#include "lexicon.h"

class Lexicon

This class is used to represent a lexicon, or word list. The main difference between a lexicon and a dictionary is that a lexicon does not provide any mechanism for storing definitions; the lexicon contains only words, with no associated information. It is therefore similar to a set of strings, but with a different internal representation. The Lexicon class supports efficient lookup operations for words and prefixes.
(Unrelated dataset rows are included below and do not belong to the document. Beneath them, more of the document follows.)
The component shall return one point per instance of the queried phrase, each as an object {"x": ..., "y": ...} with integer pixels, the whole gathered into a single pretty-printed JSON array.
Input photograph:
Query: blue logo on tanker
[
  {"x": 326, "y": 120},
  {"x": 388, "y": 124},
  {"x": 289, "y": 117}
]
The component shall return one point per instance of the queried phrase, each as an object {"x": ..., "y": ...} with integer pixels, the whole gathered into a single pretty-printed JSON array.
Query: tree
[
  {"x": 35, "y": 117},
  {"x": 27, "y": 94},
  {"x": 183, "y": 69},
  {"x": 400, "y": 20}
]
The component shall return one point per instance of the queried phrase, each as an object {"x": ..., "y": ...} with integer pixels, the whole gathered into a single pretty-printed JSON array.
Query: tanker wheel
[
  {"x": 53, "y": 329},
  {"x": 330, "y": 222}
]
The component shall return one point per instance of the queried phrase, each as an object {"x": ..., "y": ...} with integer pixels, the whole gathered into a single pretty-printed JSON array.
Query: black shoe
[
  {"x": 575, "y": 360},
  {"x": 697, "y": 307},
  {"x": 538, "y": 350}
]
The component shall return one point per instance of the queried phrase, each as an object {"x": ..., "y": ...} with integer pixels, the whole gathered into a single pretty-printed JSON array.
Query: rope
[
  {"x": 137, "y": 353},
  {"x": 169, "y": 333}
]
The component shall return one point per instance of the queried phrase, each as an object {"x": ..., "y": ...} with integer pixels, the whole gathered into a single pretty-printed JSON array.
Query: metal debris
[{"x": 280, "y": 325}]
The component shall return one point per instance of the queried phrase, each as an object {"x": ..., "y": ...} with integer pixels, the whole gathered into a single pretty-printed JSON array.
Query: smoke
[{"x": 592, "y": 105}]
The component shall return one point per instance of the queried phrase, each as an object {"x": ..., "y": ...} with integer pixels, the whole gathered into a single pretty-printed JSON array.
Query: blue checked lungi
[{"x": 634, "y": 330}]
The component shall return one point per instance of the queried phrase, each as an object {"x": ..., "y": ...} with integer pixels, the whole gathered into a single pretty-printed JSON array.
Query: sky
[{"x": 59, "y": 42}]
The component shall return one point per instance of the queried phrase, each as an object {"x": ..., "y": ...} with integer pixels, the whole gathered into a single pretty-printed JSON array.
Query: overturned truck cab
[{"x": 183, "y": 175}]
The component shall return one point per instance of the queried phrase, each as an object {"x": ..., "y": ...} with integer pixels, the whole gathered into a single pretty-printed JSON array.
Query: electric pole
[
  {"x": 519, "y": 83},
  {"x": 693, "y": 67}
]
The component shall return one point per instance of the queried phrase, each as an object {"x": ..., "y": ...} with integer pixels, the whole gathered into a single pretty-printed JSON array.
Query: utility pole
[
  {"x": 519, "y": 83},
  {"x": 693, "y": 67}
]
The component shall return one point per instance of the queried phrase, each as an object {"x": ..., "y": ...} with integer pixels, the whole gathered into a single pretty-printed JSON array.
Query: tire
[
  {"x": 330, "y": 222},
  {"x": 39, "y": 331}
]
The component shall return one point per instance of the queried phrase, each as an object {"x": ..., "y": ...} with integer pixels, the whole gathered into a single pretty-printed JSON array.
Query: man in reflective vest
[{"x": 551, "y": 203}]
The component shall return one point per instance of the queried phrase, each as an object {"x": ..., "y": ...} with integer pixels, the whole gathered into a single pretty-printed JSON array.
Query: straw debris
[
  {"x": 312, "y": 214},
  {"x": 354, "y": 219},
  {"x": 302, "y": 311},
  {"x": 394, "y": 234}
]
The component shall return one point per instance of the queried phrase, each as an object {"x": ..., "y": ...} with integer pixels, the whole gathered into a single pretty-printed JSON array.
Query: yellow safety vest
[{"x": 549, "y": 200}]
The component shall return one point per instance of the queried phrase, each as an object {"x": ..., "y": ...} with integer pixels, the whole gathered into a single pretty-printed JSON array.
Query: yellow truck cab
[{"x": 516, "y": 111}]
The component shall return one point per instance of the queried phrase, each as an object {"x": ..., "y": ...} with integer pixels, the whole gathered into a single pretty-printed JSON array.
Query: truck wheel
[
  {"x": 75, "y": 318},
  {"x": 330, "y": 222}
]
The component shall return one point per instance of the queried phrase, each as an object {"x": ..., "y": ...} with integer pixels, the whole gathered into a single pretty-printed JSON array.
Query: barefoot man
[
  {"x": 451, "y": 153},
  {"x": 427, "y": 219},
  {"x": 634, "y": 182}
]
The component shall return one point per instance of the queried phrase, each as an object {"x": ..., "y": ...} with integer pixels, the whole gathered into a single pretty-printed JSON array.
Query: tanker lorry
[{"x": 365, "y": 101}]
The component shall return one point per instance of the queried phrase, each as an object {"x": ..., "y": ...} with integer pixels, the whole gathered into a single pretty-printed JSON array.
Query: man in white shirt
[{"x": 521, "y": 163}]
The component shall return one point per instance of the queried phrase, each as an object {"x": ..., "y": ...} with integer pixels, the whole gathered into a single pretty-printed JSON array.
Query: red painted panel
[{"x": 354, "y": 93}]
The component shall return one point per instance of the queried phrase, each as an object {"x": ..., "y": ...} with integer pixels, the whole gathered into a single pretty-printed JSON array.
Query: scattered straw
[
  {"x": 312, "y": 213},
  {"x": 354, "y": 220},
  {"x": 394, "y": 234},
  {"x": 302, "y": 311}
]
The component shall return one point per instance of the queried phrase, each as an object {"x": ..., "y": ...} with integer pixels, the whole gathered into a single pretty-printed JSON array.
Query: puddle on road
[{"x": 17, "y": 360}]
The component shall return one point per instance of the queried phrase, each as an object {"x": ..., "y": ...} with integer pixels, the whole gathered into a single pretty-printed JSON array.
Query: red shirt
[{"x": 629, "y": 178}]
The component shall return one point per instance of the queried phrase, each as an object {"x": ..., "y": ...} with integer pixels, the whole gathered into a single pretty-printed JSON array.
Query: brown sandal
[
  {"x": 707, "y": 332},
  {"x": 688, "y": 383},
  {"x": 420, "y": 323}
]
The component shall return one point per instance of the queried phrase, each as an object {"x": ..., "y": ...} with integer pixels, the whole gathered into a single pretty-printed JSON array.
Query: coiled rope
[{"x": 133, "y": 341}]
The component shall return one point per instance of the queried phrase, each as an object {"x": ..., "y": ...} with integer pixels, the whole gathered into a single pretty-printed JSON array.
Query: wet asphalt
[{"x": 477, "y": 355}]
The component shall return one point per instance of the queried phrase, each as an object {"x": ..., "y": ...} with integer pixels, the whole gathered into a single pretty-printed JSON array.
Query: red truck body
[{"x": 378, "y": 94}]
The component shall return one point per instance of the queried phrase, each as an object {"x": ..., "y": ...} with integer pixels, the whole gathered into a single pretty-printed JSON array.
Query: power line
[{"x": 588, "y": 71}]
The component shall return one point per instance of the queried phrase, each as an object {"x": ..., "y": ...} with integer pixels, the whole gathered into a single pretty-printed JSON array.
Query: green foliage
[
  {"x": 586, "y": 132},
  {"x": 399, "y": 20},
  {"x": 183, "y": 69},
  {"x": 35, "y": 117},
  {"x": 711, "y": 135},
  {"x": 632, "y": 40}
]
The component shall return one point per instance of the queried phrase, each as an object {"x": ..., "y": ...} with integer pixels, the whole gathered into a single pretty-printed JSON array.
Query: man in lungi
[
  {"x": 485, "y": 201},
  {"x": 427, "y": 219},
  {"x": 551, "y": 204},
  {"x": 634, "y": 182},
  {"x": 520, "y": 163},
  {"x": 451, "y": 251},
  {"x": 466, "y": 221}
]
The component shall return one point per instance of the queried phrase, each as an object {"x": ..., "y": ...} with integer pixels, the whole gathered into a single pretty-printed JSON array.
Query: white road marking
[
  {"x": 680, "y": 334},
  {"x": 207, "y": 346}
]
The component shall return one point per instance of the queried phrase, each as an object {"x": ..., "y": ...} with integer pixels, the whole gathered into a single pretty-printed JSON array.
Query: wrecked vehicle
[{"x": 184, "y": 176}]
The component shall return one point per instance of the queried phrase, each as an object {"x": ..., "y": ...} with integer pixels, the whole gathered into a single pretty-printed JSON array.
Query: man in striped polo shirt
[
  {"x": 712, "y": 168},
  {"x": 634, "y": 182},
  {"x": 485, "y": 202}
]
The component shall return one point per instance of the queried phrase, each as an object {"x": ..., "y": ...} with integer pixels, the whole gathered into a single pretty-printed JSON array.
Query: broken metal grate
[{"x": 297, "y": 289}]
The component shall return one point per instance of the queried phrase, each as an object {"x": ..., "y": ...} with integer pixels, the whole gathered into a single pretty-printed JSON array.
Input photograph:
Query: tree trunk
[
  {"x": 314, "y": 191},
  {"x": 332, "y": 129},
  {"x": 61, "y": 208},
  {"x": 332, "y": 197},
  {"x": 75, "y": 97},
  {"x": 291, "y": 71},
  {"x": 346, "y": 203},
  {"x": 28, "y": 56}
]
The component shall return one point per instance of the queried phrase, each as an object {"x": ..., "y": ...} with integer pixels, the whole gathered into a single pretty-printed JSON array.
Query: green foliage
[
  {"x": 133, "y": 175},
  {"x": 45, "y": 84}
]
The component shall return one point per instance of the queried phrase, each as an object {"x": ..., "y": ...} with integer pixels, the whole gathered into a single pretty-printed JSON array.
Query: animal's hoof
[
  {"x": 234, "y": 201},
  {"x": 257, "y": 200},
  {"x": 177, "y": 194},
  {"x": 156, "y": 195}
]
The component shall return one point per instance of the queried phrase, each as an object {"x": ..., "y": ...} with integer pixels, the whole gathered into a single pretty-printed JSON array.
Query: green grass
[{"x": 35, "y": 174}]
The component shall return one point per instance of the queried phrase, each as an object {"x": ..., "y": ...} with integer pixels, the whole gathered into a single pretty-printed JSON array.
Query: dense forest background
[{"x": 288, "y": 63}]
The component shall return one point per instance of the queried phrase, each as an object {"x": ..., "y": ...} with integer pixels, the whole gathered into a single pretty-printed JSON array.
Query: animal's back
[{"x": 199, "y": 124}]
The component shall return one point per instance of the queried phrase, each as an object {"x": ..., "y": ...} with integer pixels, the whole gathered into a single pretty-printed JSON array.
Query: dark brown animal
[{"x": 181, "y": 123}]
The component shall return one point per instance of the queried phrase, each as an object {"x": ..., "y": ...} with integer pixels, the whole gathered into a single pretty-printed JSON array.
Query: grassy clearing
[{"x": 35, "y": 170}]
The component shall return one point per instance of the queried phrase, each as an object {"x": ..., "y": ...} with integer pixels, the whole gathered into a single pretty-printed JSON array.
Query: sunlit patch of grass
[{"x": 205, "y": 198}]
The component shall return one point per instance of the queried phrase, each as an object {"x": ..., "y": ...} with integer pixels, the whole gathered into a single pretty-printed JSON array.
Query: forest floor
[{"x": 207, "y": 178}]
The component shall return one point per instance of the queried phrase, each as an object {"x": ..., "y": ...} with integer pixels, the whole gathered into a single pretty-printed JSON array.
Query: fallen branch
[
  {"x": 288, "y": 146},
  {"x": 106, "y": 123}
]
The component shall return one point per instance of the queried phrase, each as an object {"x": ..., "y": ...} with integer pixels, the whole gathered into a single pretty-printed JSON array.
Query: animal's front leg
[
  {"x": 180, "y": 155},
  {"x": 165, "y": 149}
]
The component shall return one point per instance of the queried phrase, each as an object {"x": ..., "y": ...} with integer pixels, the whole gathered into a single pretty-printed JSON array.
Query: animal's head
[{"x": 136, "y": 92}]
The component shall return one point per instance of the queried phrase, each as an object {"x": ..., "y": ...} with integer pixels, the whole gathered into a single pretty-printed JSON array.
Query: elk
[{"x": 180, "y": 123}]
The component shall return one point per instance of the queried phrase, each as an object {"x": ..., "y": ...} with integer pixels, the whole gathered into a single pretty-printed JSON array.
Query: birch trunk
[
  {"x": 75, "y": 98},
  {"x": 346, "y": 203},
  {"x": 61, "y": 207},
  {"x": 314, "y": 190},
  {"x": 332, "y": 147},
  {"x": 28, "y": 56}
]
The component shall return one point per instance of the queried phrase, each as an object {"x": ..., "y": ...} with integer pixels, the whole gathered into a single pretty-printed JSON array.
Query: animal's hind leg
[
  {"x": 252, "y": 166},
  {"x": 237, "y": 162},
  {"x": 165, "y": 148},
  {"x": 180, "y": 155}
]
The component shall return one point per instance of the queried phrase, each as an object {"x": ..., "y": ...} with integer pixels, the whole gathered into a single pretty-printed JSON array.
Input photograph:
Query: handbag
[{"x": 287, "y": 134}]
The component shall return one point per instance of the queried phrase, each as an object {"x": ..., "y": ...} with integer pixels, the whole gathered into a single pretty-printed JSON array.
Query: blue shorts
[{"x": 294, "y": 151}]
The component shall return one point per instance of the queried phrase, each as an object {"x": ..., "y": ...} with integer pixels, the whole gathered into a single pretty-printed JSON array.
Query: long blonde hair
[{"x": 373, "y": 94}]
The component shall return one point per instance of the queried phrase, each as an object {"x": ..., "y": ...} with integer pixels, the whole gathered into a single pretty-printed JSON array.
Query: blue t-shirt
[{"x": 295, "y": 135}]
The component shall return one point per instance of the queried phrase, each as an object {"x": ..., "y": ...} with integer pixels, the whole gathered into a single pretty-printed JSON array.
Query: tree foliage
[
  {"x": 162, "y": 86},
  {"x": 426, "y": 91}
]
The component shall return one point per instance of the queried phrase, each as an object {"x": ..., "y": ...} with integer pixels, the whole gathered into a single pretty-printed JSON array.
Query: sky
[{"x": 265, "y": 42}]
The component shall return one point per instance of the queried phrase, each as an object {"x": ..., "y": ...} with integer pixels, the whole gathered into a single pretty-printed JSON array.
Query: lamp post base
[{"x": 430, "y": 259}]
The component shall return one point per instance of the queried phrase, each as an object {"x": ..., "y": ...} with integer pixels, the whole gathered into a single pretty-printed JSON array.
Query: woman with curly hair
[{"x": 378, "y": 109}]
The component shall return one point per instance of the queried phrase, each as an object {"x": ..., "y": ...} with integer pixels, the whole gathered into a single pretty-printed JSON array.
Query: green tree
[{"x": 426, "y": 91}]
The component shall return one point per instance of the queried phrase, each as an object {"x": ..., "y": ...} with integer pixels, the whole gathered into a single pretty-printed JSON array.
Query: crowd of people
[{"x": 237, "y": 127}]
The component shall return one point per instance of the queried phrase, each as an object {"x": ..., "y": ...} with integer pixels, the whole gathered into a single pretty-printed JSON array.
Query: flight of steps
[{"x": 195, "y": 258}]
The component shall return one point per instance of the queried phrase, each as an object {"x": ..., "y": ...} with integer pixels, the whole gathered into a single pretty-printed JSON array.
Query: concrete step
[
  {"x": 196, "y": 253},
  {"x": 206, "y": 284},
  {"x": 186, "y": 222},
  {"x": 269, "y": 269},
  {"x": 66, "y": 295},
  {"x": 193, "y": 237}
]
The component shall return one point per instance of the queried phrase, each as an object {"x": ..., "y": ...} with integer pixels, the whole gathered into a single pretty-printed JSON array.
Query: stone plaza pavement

This version of Lexicon is implemented internally using a data structure called a prefix tree or trie (pronounced "try"), which allows for efficient prefix and word searching. Some runtimes below are expressed in terms of "W" where W represents the length of the word being added.

Constructor
Lexicon() O(1) Initializes a new empty lexicon.
Lexicon(filename) 
Lexicon(istream) 
O(WN) Initializes a new lexicon that reads words from the given file or input stream.
Methods
contains(word)  O(W) Returns true if word is contained in the lexicon.
containsPrefix(prefix)  O(W) Returns true if any words in the lexicon begin with prefix.
size()  O(1) Returns the number of words contained in the lexicon.
toString()  O(1) Returns a printable string representation of this lexicon.
Operators
for (string word : lex)  O(N) Iterates through the words in a lexicon in alphabetical order.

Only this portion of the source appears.